Since pectin is a gel-forming fiber, it also increases the tone of the intestinal tract and promotes the elimination of toxic waste in the bowels and the bile. For this reason, apples are excellent for both the liver and for bowel regularity.

In addition, fresh, whole apples and apple juice are high in chlorogenic, caffeic, and ellagic acid—cancer-fighting phytonutrients that have been shown to prevent tumors from forming. Interestingly, these phytonutrients are eliminated in canning or cooking processes–all the more reason to eat fruit fresh, alive, and raw!

Finally, apples also have antiviral properties and help to prevent colds and upper respiratory ailments such as bronchitis and laryngitis.

I’d also like to note that I’ve found the Fuji apple to be a particularly powerful apple variety when it comes to overall therapeutic value.

Nutrient Value:

Along with their power triad of phytonutrients and their fibrous pectin, apples are a good source of potassium, beta-carotene, and trace minerals.

Selection and Care:

Back in the early 1990s, farmers used to spray apples with Alar, a chemical which caused apples to ripen uniformly. However, the pesticide was also a neurotoxin, and after the media caught on to the story, the Department of Consumer Affairs pulled the treated produce off the market and prohibited the use of the chemical.

Today, conventionally grown apples test higher than a lot of other fruits in terms of levels of pesticides. With this in mind, it’s advisable to buy organic apples, free of commercial waxes and pesticides, whenever possible.
Fresh apples should be crisp, firm, and they should crunch when you bite them. Soft apples are not yet ripe, while spotted, brown, mushy ones are past their prime.

Optimal Use and Combining:

As we’ve discussed, it’s best to eat apples, fresh, whole, and raw to maximize the phytonutrient, antioxidant, and therapeutic value of the fruit.

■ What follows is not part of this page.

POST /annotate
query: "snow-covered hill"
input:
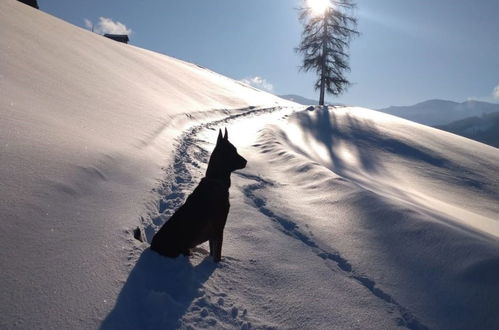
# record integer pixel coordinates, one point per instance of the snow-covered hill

Apples are an all-purpose fruit that enhance breakfast cereals, granola, nut butters (such as almond butter or peanut butter), and even desserts. They complement the flavors of pears, bananas, and papayas, but don’t mix quite as well with citrus or melon.

***This article is not intended to treat or diagnose any type of health condition or disease. Any nutritional considerations for any health complication should be discussed with your physician or healthcare provider.